When choosing a school for my eldest daughter twenty years ago, I asked friends who knew the local area better than me what the options were for a traditional, rigorous education for a girl.
Fortunately, the first of the suggested places I visited was the right one; perhaps less fortunately, it was fee paying. Nevertheless, some £300,000 later (I sent her sister too), I have no regrets.
From the minute we were swept into the imposing head’s office, to the guided tour by the sixth form prefects, I knew. Here she would thrive, be nurtured and protected and one day grow up to be like the poised young women showing us round.

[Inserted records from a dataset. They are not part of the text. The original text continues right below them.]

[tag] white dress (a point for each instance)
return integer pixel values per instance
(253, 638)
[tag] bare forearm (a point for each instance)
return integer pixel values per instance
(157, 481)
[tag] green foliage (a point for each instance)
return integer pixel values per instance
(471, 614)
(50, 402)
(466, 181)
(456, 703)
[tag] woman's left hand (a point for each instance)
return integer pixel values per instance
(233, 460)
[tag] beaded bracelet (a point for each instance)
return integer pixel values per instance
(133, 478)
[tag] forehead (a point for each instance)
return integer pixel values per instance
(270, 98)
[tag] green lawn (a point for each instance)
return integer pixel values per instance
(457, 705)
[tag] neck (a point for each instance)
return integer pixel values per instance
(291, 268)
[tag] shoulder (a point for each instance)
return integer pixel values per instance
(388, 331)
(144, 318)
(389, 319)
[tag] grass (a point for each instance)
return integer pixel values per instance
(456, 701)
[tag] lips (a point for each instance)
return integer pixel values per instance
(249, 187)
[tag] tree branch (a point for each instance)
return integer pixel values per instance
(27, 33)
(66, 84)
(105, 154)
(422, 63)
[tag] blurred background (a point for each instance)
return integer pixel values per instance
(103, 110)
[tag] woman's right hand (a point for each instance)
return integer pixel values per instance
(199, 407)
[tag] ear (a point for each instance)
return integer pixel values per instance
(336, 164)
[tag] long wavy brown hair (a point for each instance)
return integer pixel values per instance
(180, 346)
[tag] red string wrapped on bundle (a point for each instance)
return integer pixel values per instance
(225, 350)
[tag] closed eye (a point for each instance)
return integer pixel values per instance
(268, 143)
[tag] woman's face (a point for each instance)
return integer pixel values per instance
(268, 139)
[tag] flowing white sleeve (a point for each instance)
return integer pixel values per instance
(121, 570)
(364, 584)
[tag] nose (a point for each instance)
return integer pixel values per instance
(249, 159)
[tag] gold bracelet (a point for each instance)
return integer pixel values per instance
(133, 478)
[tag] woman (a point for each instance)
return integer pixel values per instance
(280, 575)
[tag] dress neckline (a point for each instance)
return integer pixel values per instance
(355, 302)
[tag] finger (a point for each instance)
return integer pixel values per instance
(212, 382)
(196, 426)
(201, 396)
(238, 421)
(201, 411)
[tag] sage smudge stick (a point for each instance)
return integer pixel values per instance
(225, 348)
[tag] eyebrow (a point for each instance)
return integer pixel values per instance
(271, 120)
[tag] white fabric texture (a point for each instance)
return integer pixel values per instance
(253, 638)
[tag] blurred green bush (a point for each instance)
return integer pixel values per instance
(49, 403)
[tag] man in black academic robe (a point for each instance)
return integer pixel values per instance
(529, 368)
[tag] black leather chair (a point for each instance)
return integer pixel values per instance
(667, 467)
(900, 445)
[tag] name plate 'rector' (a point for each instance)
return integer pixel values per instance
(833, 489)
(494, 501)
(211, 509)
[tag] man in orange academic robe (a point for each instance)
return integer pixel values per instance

Going down the all-girls’ school route was instinctive, given that I was schooled entirely in a convent, but over the years I found myself defending single sex institutions and accidentally becoming an advocate.
Now, in the wake of the heart breaking ‘rape culture’ revelations by young girls, who have documented in disturbing detail the abuse that has blighted their school days, it is time to make the argument again for segregated education.
Although many of the thousands of anonymous entries on the Everyone’s Invited website – set up so girls could share their experiences – took place at parties, the extent of the harassment inside schools is shocking.
That by no means excuses what happens elsewhere but at least when children are under the care of teachers, there is an expectation that they will be safe.
Yet, there are accounts of girls as young as 11 being molested; 13 year-olds tell of being groped in chemistry lessons and lunch queues; and there seems to be a pandemic of teens and even pre-teens sending nude pictures of themselves to boys.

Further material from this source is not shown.